The researchers then accounted for some major factors that affect stroke risk, like smoking, high blood pressure and diabetes. And the high-lycopene group still had a 55 percent lower risk of suffering a stroke. The other nutrients were not linked to men’s stroke risk.
It’s plausible that lycopene could have a direct effect on stroke risk, according to Jouni Karppi, a researcher at the University of Eastern Finland, in Kuopio, who led the Lapland Central Hospital- funded study. Lycopene is a “potent antioxidant,” Karppi said in an email. That means it helps protect body cells from damage that can ultimately lead to disease. Lab research also suggests that lycopene helps fight inflammation and blood clots – and may be better at it than certain other antioxidants.
But that’s lab research. And the current study lacked some critical information – like the men’s overall diet habits – that might help explain why lycopene was linked to a lower stroke risk. But Karppi said the findings support the current advice to get plenty of fruits and vegetables in your life.
‘GET A WELL-BALANCED DIET’
Generally, healthy eating is key, Goldstein said. He noted that we already have examples where researchers, and the public, may have put too much stock in a single nutrient.
Researchers once thought vitamin E and beta-carotene supplements might prevent heart disease, based on studies showing lower rates among people who got more of those nutrients. But clinical trials – where people were randomly assigned to take supplements or a placebo – showed that vitamin E had no such benefit. Betacarotene was even linked to increased heart risks in some people.

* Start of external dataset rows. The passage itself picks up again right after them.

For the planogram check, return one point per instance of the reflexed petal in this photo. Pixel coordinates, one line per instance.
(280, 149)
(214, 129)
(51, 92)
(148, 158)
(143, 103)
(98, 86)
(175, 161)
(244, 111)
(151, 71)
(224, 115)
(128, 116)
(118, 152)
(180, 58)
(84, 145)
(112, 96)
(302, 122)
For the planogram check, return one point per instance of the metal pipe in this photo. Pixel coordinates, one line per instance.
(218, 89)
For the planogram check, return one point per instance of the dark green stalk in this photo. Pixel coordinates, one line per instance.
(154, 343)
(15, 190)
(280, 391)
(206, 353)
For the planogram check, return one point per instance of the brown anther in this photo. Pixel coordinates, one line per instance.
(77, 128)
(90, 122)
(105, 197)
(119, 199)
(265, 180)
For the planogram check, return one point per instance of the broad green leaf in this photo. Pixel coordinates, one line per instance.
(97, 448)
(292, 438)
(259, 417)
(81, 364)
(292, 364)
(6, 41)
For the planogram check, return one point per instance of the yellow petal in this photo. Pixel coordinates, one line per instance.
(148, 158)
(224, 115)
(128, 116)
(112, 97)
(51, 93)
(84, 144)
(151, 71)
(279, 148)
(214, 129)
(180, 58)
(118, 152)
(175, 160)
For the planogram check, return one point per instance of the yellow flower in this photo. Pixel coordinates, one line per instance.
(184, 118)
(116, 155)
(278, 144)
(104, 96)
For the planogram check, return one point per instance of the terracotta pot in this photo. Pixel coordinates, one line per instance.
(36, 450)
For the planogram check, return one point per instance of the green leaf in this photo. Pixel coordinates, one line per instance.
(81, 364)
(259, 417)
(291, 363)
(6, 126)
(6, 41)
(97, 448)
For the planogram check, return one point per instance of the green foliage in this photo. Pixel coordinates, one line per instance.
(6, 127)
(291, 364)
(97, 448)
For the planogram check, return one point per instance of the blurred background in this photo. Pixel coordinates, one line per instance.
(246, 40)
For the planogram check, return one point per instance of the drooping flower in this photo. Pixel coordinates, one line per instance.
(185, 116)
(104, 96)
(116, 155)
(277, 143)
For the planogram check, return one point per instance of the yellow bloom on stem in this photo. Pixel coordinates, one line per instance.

“These findings do reinforce the current recommendations for people to get a well-balanced diet, with fruits and vegetables,” Goldstein said.
He said the “best example” of a diet that might curb your stroke risk is the “DASH” diet that experts generally recommend for lowering blood pressure and protecting your heart.
Clinical trials have shown that the DASH diet cuts blood pressure and cholesterol levels. The plan advocates cutting salt and getting more fiber-rich grains, nuts and legumes, and low-fat dairy. The diet also calls for plenty of fruits and vegetables: four to five servings of each per day.
“If you want to eat tomatoes as part of that, that’s fine,” Goldstein said.